Para festejar debidamente Todos los Santos, en Vita Brevis publicamos una nueva hagiografía (¡ya llevamos siete!): Santa Catalina de Siena. Nuestros lectores tienen muy buen gusto y aprecian este género. Es fácil de entender: las vidas de santos son apasionantes y además avivan nuestro deseo de santidad. ¿Qué más se puede pedir?
A continuación, reproducimos un texto escrito por el traductor y publicado originalmente en Infocatólica:
¡Es que esta santa lo tiene todo!”, me decía mi mujer, mientras revisaba las pruebas de impresión del último libro que he traducido. No le faltaba razón, teniendo en cuenta que el libro es una vida nada menos que de Santa Catalina de Siena. Se trata de una santa que no puede dejar a nadie indiferente, porque los dones que recibió de Dios fueron abundantísimos: desde el desposorio espiritual a los estigmas, desde el don de profecía al de curación o la cardiognosis, tanto el deseo de soledad como la sed del martirio y multitud de visiones de Cristo, nuestra Señora y los santos desde la más temprana edad.
Algo similar podría decirse de los honores que le ha otorgado la Iglesia. Además de estar canonizada, es patrona de la ciudad de Roma, de toda Italia y también de Europa. A pesar de que solo aprendió a leer y escribir con dificultad, principalmente para poder rezar el oficio divino, Pablo VI la declaró doctora de la Iglesia, la segunda mujer de la historia en recibir este honor después de Santa Teresa. El tratado espiritual que dictó, Diálogo de la divina Providencia, ha ayudado a millones de católicos y sigue siendo muy leído en la actualidad.
Era hija de un tintorero (¡la penúltima de veinticinco hermanos!) y su deseo habría sido permanecer siempre en Florencia, olvidada del mundo, rezando y ayudando a los pobres, pero las necesidades de la Iglesia la impulsaron a emprender tareas más allá de sus escasas fuerzas humanas. Los papas le encomendaron misiones de altísimo nivel, como enviada pontificia para hacer la paz en aquella época plagada de guerras entre los miniestados italianos. Tuvo un papel en la solución de la tremenda crisis conocida como el exilio de Aviñón e hizo todo lo posible por solucionar también la siguiente, el cisma de Occidente, pero la muerte se lo impidió.
Su amor a la Iglesia, en efecto, se manifestaba en particular en un inmenso cariño por el Papa, al que llamaba su “dulce Cristo en la tierra”, como recuerda el título del libro. Ese sincero cariño, sin embargo, no le impedía señalarle al Pontífice sus faltas y carencias necesitadas de corrección, con una valentía, claridad y sencillez que solo podían provenir de la gracia. Era constante, por ejemplo, su insistencia en que debía nombrar ministros, prelados y colaboradores santos y viriles, un consejo que sigue siendo apropiado hoy.

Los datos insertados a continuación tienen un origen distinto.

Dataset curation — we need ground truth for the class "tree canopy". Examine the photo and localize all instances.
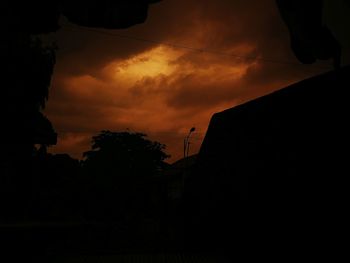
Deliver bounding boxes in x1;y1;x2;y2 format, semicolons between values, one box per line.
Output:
83;131;169;177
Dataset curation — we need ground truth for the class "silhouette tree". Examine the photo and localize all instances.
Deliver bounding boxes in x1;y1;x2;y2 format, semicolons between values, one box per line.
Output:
82;131;169;226
83;131;169;177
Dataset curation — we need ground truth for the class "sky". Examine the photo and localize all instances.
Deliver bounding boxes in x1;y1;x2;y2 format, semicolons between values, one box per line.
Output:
45;0;331;162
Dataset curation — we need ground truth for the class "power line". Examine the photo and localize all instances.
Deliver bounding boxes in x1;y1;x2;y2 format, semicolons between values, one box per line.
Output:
64;24;329;70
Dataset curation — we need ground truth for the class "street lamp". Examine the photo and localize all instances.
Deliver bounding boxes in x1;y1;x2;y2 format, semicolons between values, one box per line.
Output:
184;127;196;158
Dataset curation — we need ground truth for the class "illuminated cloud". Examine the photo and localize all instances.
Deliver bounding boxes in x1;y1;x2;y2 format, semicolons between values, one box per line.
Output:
46;0;330;161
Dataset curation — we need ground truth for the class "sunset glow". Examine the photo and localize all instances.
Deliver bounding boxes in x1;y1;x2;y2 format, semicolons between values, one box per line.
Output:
46;0;330;162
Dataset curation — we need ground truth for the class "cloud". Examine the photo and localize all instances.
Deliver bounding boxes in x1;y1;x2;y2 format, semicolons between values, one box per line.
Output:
46;0;334;161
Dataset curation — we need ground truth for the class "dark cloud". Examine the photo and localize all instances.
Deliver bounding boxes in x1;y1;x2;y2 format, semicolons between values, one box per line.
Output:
47;0;340;160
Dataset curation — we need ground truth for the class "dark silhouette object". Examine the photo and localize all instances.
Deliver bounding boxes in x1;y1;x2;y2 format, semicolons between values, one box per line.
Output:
0;0;159;34
276;0;345;68
185;67;350;258
82;131;169;225
0;0;161;220
83;131;169;177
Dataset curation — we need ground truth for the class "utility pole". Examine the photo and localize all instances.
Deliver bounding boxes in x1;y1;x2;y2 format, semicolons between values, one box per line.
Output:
184;127;196;158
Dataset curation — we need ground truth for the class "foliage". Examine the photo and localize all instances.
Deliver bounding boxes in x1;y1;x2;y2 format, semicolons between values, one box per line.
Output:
83;131;169;176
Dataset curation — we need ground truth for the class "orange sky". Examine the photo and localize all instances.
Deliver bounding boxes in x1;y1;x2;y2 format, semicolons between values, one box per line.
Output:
45;0;329;162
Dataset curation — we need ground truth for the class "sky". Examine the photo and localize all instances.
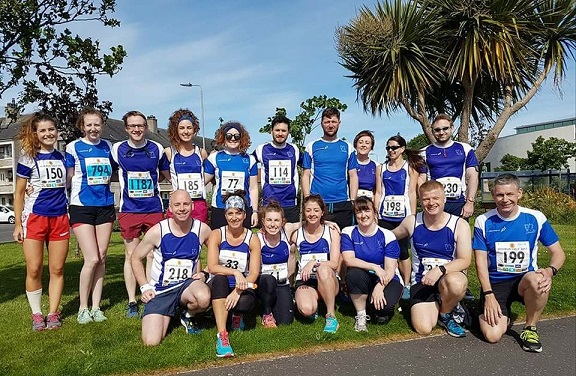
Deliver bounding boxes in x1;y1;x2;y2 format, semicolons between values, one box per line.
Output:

La vida de Santa Catalina, en suma, se caracterizó por la sobreabundancia de los dones de Dios y una misión que claramente no guardaba proporción con sus fuerzas y cualidades meramente humanas. Nada resplandece más en los santos que la maravilla de la gracia, gratuita, desbordante y esencialmente inmerecida. Por eso podemos disfrutar de leer su vida y contemplar en ellos sin envidia esos dones que nosotros, probablemente, no recibiremos en esta vida. Incluso, como hacía el cardenal Merry del Val, podemos pedir a Dios “que los demás sean más santos que yo, con tal de que yo sea todo lo santo que pueda”.
No hay injusticia en Dios, solo una inabarcable generosidad, que se refleja en todos aquellos que tienen la humildad de dejarse llevar por él y, de una forma muy especial, en los santos. Como tan apropiadamente se dice en la adoración del Santísimo, “bendito sea Dios en sus ángeles y en sus santos”. Santa Catalina de Siena, ruega por nosotros.